The Great PayPal Email Hack That Wasn’t
This past Saturday, as I headed into town for a concert, I stopped to check my email and found two messages from PayPal UK, saying someone had set up an account, and added a mailing address, with my gMail address. Well, almost my gMail address. Instead of the gmail.com domain, they’d used googlemail.com as the domain. I assumed it to be some kind of phishing scam, logged into my PayPal, changed the password and removed my gMail address from the account for safety. Then, to be sure, I forwarded the emails to PayPal’s spoof checking address. Content I’d done the right thing, I hopped the subway and was soon having my eardrums split open by the Buzzcocks.
Still a bit concerned, the next day I initiated a password reset of the account with the googlemail.com email. I got the password reset email with a verification code. Upon providing the code, I was asked to send a message to a strange phone number. Weird. When I logged into my PayPal, everything looked kosher. No new addresses, no new emails, no new phone numbers. My account was untouched, as far as I could tell. Later in the day, I got an email saying the new account was “ready to shop” and that’s when I called PayPal.
It took some explaining. This wasn’t just “my account has been compromised.” This was someone creating a brand new account with an alias of my email address. Known to me, but unbeknownst to PayPal, is that gmail.com and googlemail.com are aliases of each other. If you have gMail, and send a message to yourusername@googlemail.com, it will show up in your gmail.com inbox. Since my gmail.com address was on my account as a secondary email, if PayPal knew the two domains were equivalent, the stranger should have gotten an error. What really confused me was that they were able to log in, add an address, phone number, and credit card to their account. Which lead me, and the first manager I spoke with at PayPal, to conclude my gMail had been hacked.
This seemed impossible. I have a huge, complicated 1Password-generated Google account password. I use two-factor authentication. Google showed no unusual login activity, or anything of that nature. Even if someone had access to my Google account, I can think of a million more interesting, useful, and subtle ways to use it than to set up a new PayPal account. In any case, I changed my Google password, re-set up two-factor authentication, and revoked all third-party access to my account. That was Sunday night, and I went to bed paranoid and angry.
Monday, while at work, I figured I’d try again. Knowing they had a phone number on the account, I hoped I could reach someone who could try to contact the ersatz account holder. I called PayPal and began trying to get help via angry messages on Twitter. Multi-tasking, as best I could, I spoke with a manager on PayPal’s fraud team and someone on the AskPayPal Twitter account, trying to explain the situation and see what could be done. Both agreed to contact the person in the UK, and it looked like the AskPayPal person got to them first. I got one final email, saying the account was deleted, and that was it.

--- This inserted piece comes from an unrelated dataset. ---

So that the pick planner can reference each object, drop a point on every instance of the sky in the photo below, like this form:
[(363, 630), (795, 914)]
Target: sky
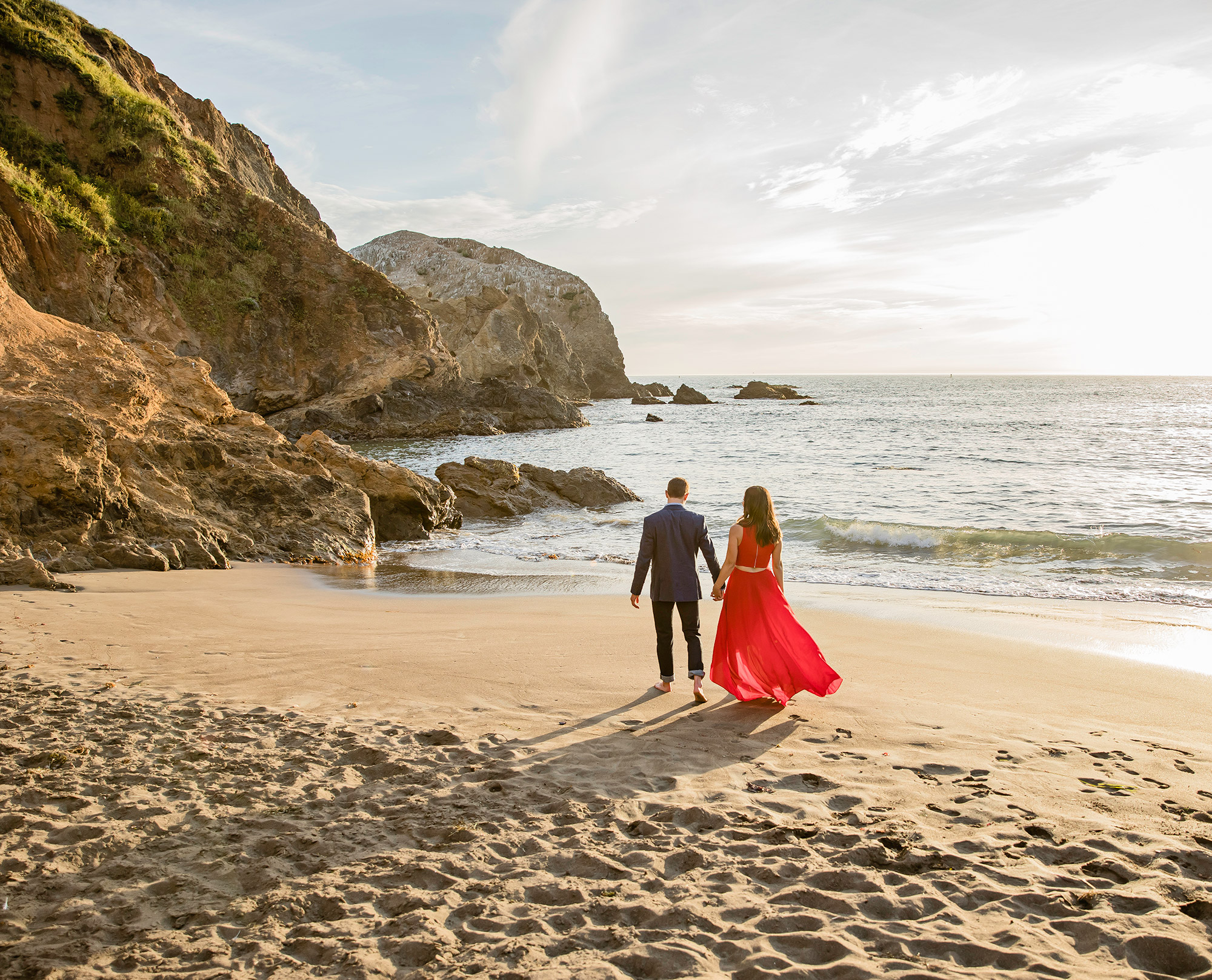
[(809, 187)]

Turns out, it was a fat-fingered email address after all, and the account wasn’t actually activated and verified. I gave myself a full security audit for nothing, it seems.
Part of my anger and paranoia was that this came hot on the heels of the iCloud security nightmare. The other was the incredulity of the people I spoke to at PayPal, and the lunacy that they were unaware that gmail.com and googlemail.com were aliases, and had been for the better part of a decade. At least, now that it’s sorted out, I’ve added my gMail account back to my PayPal account with both domains, just to make sure this can’t happen again. I covered my bases, and did everything right. Someone else dropped the ball on account and data verification, leaving me to wonder if I’d left a hole somewhere in my defenses.
When a user’s sense of security can be violated by someone else mistyping their email address, it’s the fault of the company whose security the user has put their trust into. Sure, it’s also a limitation of email, as a technology, but a known limitation that should be worked around. Why was this person able to even interact with PayPal, adding their personal data, without verifying their email first? Because of that lapse, I had access to the personal data of a stranger: their name, their mailing address, the last four digits and brand of their credit card. Information I neither need or want. In this paranoid age, companies—ones that handle our finances, especially—must be on top of the dangers. What happened to me, and to my mysterious UK stranger, is unacceptable.